Grandma U (Written by: Jeanie Franz Ransom; Illustrated by: Lucy Corvino)
April 6, 2009 in Books With Social Studies Content, Corvino, Lucy, Elementary Educators, Making Personal Connections, Making Predictions, Personal Connections, Picture Book, Preschool to 1st grade teachers, Ransom, Jeanie Franz, Reading Skills Tags: Grandma U, Grandparents Day, Jeanie Franz Ransom, Lucy Corvino, picture books about grandparents
Reviewed by Margo Dill, www.margodill.com, email@example.com
*Picture book for preschoolers through 2nd graders, contemporary
*Grandma as main character
*Rating: Many schools celebrate Grandparents’ Day, and Jeanie Franz Ransom has given us a delightful book with Grandma U to share with students about grandparents and families.
Short, short summary: Molly McCool is going to be a grandma! She’s excited, of course, but she’s also worried that she doesn’t know how to be a grandma. So, she has to go to Grandma U. At Grandma U, Mrs. Applebee, a grandmother of six, teaches her students about all the new gadgets for babies, how to hold grandchildren and change their diapers, ways to play with them, and even lessons on being a cyber granny. But Mrs. Applebee mentioned that she won’t be able to teach the grandmas the most important thing of all, but they will learn it. This totally confuses poor Molly; and she spends most of her time at Grandma U, trying to figure out what the most important thing of all is about being a grandma. Do you know what it is?
So, what do I do with this book?
1. Before Grandparents’ Day in the fall or any time you are having grandparents visit, read this book to your students or your children. Children love their grandparents, and they will love this book! Before you start reading, ask your students what they think grandparents have to know about taking care of their grandchildren. Record their answers. Ask students or your children what they think grandparents would learn at a grandparent university. Then read Jeanie Franz Ransom’s book to your students or your children. Compare their answers with what Molly learns in the book. Share your students’ or your children’s answers with their grandparents in a card, in a bulletin board display, or on a poster.

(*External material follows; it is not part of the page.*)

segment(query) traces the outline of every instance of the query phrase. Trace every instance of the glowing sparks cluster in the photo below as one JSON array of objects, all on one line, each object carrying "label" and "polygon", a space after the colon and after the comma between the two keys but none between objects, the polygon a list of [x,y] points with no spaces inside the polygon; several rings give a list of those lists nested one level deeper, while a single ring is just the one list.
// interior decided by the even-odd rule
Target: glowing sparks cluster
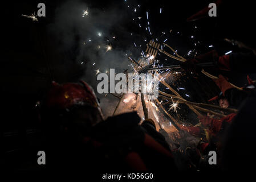
[{"label": "glowing sparks cluster", "polygon": [[99,70],[99,69],[95,70],[95,72],[96,72],[96,75],[98,75],[99,73],[100,73],[100,70]]},{"label": "glowing sparks cluster", "polygon": [[107,48],[106,52],[108,52],[108,51],[111,51],[112,46],[107,46],[106,48]]},{"label": "glowing sparks cluster", "polygon": [[86,8],[86,10],[84,10],[83,12],[83,17],[84,17],[84,16],[87,16],[89,14],[89,12],[88,12],[88,7]]},{"label": "glowing sparks cluster", "polygon": [[36,21],[38,22],[38,19],[36,18],[36,16],[35,15],[35,13],[34,14],[31,14],[31,15],[21,15],[23,16],[27,17],[27,18],[31,18],[32,19],[32,21]]},{"label": "glowing sparks cluster", "polygon": [[179,107],[178,107],[178,101],[176,102],[174,102],[172,98],[172,104],[170,105],[170,109],[169,109],[168,111],[170,111],[171,109],[173,109],[174,112],[177,113],[177,108],[180,109]]}]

2. This is a great book to share with students when you are talking about families and communities in social studies. First, share Grandma U with your students or your children. Ask students to list the members of Molly’s grandbaby’s family and the community members that help Molly become a grandma and help the grandbaby come into the world. Then ask students to draw and write about their own families. You can also ask them to draw or write about a favorite place in their community, too.
3. Ask students to predict what they think the most important “thing” of all is that Molly needs to be a grandma before you read each page of her experiences at Grandma U. Ask students to explain their predictions, so they are also working on supporting their predictions with details from the story.